C’est sur la base des documents fournis par la victime que la Civi détermine si, oui ou non, cette demande d’indemnisation est légitime. Seuls ces documents permettent de prendre cette décision. Aucun acte d’enquête n’a lieu. Cette demande doit être faite dans les trois ans suivant la date de l’infraction s’il n’y a pas, ou pas encore eu de procès, ou s’il y a déjà eu un procès, dans l’année à partir de la décision définitive rendue par un tribunal pénal.
Dans le cas de la plainte contre Adama Traoré, la victime a donc saisi la Civi pour obtenir une réparation qu'elle n'aurait pu obtenir par la voie judiciaire classique, du fait de son décès.
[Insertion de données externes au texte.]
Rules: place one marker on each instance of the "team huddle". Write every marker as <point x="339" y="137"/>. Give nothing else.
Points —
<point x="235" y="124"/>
C'est donc sur la base des documents fournis par Steven B., 23 ans au moment des faits, que la commission a estimé que «la matérialité des infractions d'agressions sexuelles dénoncées doit être considérée comme établie». Parmi ces documents, selon le Point, une lettre qu'aurait remise Steven B. aux surveillants au moment des faits présumés.
Dans celle-ci, toujours selon l'hebdomadaire, il aurait évoqué les faits «de façon particulièrement circonstanciée lors d'un entretien avec un chef de détention, ajoutant qu'il avait déconseillé à sa mère de dénoncer les faits par peur de représailles». CheckNews n'a pas pu avoir accès au dossier et à la décision de la Civi.
«Criminaliser une victime»
Dans un communiqué transmis à la presse, l'avocat de la famille Traoré, Maître Yassine Bouzrou, a réagi à cette nouvelle : «Il faut être totalement ignorant en matière juridique ou mal intentionné pour affirmer qu'une commission d'indemnisation peut se substituer à un juge pénal, lequel est le seul compétent pour déclarer une culpabilité.» Ajoutant : «Le seul objectif est de criminaliser une victime dans une affaire de violences, émanant des forces de l'ordre, ayant entraîné la mort.»
De son côté, Assa Traoré, dans une vidéo publiée sur Twitter, a affirmé qu'elle allait porter plainte contre un journaliste de l'AFP, qu'elle accuse d'avoir titré «Adama Traoré: la justice indemnise son ancien codétenu pour violences sexuelles "avérées"», ainsi que contre la directrice du Fonds de garantie des victimes de terrorisme et autres infractions (FGTI), Nathalie Faussat.